Seminars & Colloquia Calendar
A classical mistake and what it tells us. How to do better with an action principle for Hydro and Thermo dynamics
Christian Fronsdal - University of California Los Angeles
Location: Hill 705
Date & time: Thursday, 26 April 2018 at 12:00PM - 1:00PM
Abstract: Rayleigh’s stability analysis of cylindrical Couette flow, of 1889 and 1916, is in contradiction with observation. The analysis is repeated in many textbooks and reviews up to 2017, and its failure to agree with observation is duly noted; more successful approaches have been found, but little was done to discover the weak point of Rayleigh’s argument. This paper identifies the mistake as one that is endemic in the literature. Since the physics of the problem remains poorly understood, a discussion should prove useful. Briefly, the argument depends on the Navier-Stokes equation and on the assumption that a certain expression called “energy density” or “kinetic potential” can be interpreted and used as such.

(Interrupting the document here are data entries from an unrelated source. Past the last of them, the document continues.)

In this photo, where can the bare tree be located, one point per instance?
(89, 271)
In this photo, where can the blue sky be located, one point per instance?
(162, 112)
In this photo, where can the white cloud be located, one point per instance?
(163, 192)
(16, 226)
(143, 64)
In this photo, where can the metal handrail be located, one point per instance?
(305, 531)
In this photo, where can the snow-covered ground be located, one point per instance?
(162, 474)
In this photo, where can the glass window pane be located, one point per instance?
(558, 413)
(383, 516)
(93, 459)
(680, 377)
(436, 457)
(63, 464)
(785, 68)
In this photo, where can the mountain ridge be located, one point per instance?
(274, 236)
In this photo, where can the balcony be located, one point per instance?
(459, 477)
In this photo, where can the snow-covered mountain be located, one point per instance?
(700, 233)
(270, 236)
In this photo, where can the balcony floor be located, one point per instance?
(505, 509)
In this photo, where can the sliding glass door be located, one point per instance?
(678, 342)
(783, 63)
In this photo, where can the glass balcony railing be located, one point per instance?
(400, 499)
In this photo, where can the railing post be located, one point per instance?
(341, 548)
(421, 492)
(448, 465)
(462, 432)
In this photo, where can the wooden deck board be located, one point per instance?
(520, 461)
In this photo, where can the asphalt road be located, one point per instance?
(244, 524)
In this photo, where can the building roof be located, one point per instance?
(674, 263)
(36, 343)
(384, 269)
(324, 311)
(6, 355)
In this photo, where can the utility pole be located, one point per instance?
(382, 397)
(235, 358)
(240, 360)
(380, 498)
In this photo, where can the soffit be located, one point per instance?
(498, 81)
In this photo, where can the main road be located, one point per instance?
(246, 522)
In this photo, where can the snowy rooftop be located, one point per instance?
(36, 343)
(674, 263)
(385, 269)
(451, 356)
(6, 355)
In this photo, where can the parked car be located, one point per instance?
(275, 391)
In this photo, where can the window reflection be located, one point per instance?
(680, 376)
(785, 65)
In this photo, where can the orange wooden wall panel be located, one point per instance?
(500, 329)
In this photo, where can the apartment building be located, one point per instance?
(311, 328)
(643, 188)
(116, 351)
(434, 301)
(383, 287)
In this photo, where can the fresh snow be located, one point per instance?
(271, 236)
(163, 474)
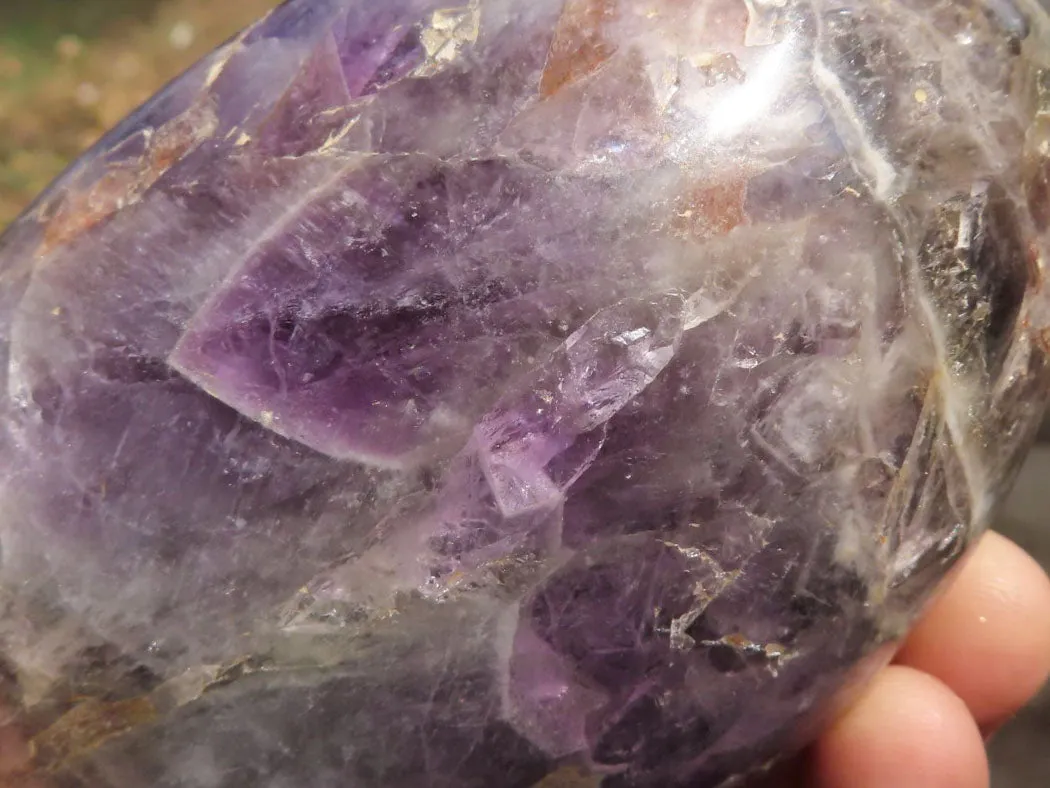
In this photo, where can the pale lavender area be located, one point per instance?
(445, 414)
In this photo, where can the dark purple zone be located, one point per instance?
(380, 291)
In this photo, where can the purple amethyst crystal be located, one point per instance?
(516, 392)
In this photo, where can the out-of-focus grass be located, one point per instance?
(69, 69)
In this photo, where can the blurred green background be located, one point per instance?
(69, 69)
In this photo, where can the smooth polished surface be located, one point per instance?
(414, 395)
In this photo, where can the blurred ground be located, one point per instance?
(69, 69)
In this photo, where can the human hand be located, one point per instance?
(979, 655)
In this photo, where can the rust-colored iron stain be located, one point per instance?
(86, 726)
(126, 182)
(580, 44)
(710, 209)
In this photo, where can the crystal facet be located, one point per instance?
(516, 392)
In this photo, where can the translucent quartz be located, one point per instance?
(518, 394)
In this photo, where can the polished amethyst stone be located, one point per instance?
(520, 394)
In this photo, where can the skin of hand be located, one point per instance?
(980, 652)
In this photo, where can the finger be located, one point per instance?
(907, 730)
(988, 636)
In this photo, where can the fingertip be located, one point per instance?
(988, 637)
(908, 730)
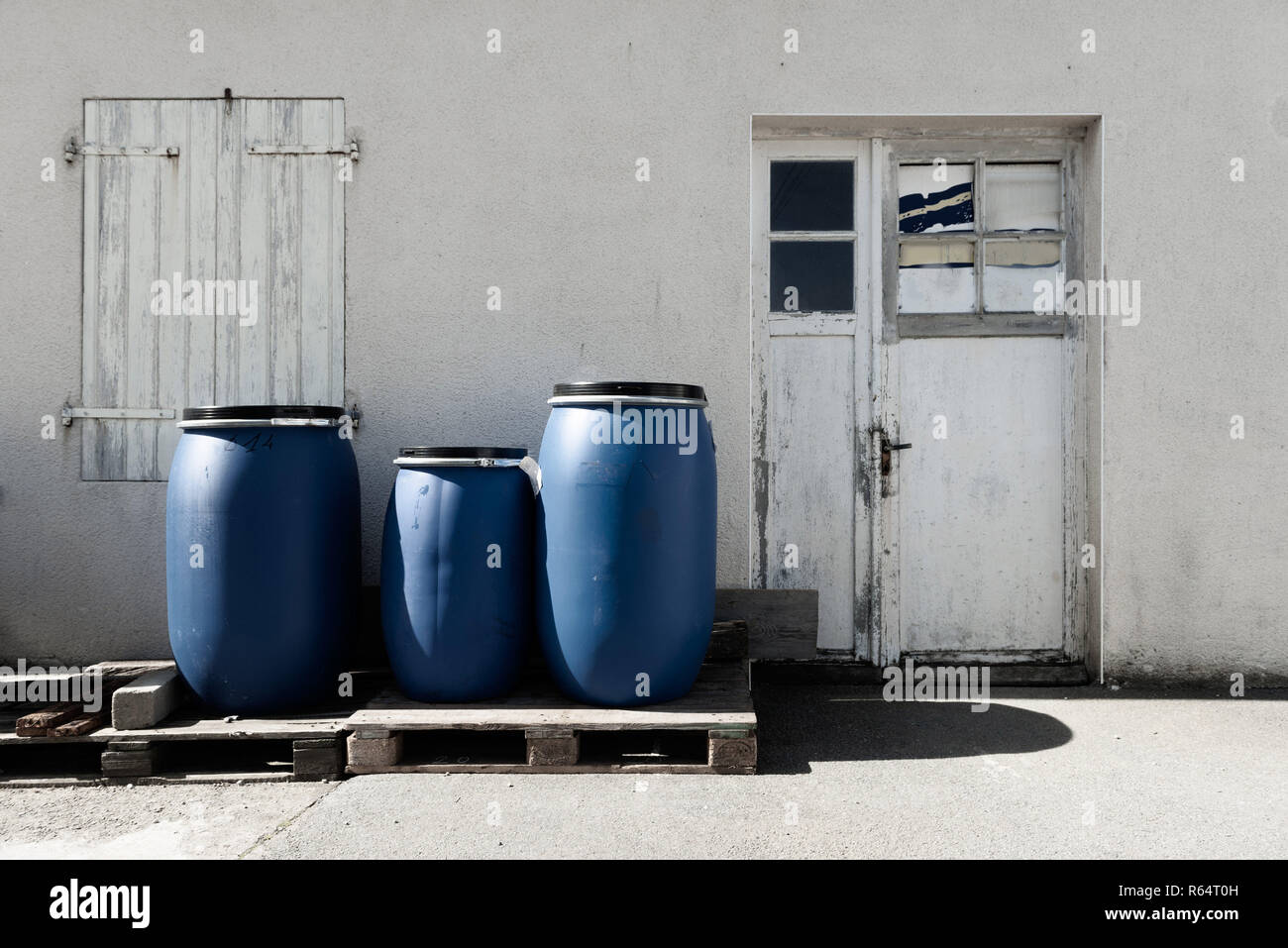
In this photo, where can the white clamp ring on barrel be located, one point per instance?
(627, 399)
(527, 466)
(263, 423)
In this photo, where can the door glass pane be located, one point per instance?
(1021, 197)
(811, 196)
(1013, 272)
(936, 277)
(936, 197)
(811, 275)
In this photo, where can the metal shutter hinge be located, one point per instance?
(69, 414)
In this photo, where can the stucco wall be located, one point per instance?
(516, 170)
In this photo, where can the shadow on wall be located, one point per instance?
(799, 727)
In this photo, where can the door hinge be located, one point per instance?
(128, 151)
(69, 414)
(348, 150)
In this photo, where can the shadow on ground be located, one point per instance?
(803, 725)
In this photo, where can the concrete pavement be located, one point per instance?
(1042, 773)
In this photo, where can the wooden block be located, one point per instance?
(732, 751)
(147, 699)
(781, 622)
(81, 724)
(317, 760)
(553, 746)
(40, 723)
(728, 642)
(374, 751)
(128, 763)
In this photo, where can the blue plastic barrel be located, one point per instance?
(456, 572)
(263, 546)
(626, 540)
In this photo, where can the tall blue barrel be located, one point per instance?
(263, 546)
(626, 540)
(456, 571)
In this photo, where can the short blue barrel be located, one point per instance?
(626, 540)
(456, 571)
(263, 553)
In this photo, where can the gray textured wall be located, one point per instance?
(516, 170)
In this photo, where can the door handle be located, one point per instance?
(887, 447)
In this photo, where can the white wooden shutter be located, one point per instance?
(253, 194)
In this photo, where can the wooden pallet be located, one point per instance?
(712, 729)
(184, 749)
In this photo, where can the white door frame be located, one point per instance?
(887, 630)
(765, 325)
(876, 514)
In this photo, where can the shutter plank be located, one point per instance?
(140, 386)
(228, 181)
(283, 254)
(204, 159)
(253, 342)
(335, 273)
(90, 294)
(103, 442)
(317, 233)
(172, 331)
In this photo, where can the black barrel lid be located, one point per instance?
(447, 454)
(630, 389)
(236, 412)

It is shown that the use of any expression for a kinetic potential is in conflict with the Navier-Stokes equation, in all but a very limited context. An alternative analysis of basic Couette flow, based on an Action Principle for compressible fluids, provides a Hamiltonian density as well as a kinetic potential. The two are not the same, even in the simplest cases. With the kinetic potential provided by the action principle, Rayleigh’s stability criterion is a necessary condition for stability, but the action principle applies to compressible flows and a new stability criterion achieves a better agreement with observation. The action is Galilei invariant. Several new experiments are suggested.